七五三もバレンタインもクリスマスも、彼女と共に過ごしてきた。
僕にとって彼女は、無くてはならない存在なのだ。
そんな彼女も大学に入ると、とてもきれいになった。
いろいろな男性に声をかけられる。構内で、道端で、バイト先でも。
対するボクは、冴えない男だ。
彼女の後ろばかりついてきた。彼女の背中ばかりを見てきた。
彼女以外と話したことなんて、ほとんどない。
もし、彼女が僕から離れたら、僕は何をすればいい?何処に行けば良い?
彼女のいない日常は恐怖でしかない。ましてや、彼女が他の男と一緒にいる姿なんて、想像するだけで嫌だ。
だけど僕には、彼女を縛るものがない。
そんな時、彼女の目が僕以外を向いていることに気がついた。
会話の中に、僕以外の誰かを気にすることが増えた。
僕の世界が、終わろうとしている。
どうすればいい?どうすれば彼女と一緒にいられる?
考えて、考えて、考え尽くしてーー。
僕は、彼女に初めてを捧げることにした。
苦しいだろう。痛いだろう。だけど許して。これが僕にできる、精一杯の愛だから。
大丈夫。僕もすぐ、そっちへ行くから。
私の彼は、幼馴染だ。
子供の頃からずっと一緒で、よく彼の手を引いていろいろな所に行き、2人でいろいろなコトをした。
私の人生は、彼とともにあった。
彼と行かなかった場所なんてないし、彼以外とやったことなど、何一つなかった。
七五三もバレンタインもクリスマスも、彼と共に過ごしてきた。
私にとって彼は、無くてはならない存在なのだ。
だけど同時に、いつも私は恐れていた。
彼が私の手を振りほどき、何処かへ行ってしまうのではないかと。
彼は素敵だ。いつも私のワガママをきいてくれて、欲しい言葉を投げかけてくれる。
悲しいときにはそっと抱きしめてくれるし、迷ったときは誰よりも先に見つけてくれる。
そんな彼だからこそ、私は何でも捧げた。彼の未知を私だけで埋め尽くし、私だけが彼のすべてになるよう、努力もした。

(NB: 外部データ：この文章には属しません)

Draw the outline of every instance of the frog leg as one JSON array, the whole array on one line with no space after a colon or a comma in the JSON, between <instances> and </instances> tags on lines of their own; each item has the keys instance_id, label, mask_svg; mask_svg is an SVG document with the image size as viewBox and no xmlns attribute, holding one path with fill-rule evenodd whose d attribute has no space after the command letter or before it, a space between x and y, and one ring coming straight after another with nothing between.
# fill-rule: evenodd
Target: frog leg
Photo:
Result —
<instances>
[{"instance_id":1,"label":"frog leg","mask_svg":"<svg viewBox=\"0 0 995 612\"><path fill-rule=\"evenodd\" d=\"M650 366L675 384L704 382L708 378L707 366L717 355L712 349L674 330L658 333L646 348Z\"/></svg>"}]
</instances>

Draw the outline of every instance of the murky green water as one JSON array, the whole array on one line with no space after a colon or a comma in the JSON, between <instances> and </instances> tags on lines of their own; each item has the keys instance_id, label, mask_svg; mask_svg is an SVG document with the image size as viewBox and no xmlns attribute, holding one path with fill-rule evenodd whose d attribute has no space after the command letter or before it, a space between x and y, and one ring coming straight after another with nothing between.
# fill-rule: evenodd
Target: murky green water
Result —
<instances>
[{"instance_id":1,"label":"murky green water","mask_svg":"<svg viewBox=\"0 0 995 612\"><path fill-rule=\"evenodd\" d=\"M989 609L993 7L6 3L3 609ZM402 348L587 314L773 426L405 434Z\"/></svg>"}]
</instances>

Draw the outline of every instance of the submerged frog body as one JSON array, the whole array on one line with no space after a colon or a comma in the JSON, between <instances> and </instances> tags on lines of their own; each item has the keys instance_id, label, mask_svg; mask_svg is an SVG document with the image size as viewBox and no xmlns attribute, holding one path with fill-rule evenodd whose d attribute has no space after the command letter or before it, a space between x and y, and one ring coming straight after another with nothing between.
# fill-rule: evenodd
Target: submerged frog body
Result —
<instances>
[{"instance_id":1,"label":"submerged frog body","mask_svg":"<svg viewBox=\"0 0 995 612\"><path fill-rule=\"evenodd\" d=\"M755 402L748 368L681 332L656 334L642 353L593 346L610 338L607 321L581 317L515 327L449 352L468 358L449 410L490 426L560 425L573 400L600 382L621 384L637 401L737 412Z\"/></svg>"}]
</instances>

それでも、不安は拭えない。だって彼は最高に理想的で魅力的な男性だから。
彼の良さを誰かに気付かれてしまえば、きっと奪われてしまう。
きっと、私の行為は、その時間を引き伸ばしているだけなのだろう。
幸せな時間は、失うことを恐れる時間でもあった。
ああ、怖い。嫌だ。彼は私の全てなんだ。彼だけで満たされたい。彼の中の永遠でいたい。
だけどそれは、いつ壊されるかも分からない。
だけど、今なら?今この瞬間で終われば、永遠になるんじゃないか?
私は、2人の幸せのために行動した。
ほんの少し、言葉に毒を混ぜて。
ほんの少し、視線に悪意を混ぜて。
彼は答えてくれる。何時だって彼は、私の希望を叶えてくれたのだ。
そして今日、たった今!その願いは果たされる。
嬉しい、嬉しい!
これで彼の初めてはすべて私のもの。
彼の中で私は、色褪せないモノとして永遠に残り続ける。
そしてこの、寂しくて憎くて愛しそうで悲しそうな顔を、私だけが見つめるのだ。
そして私は、幸せなまま終わる。
私の初めては全て、貴方のために。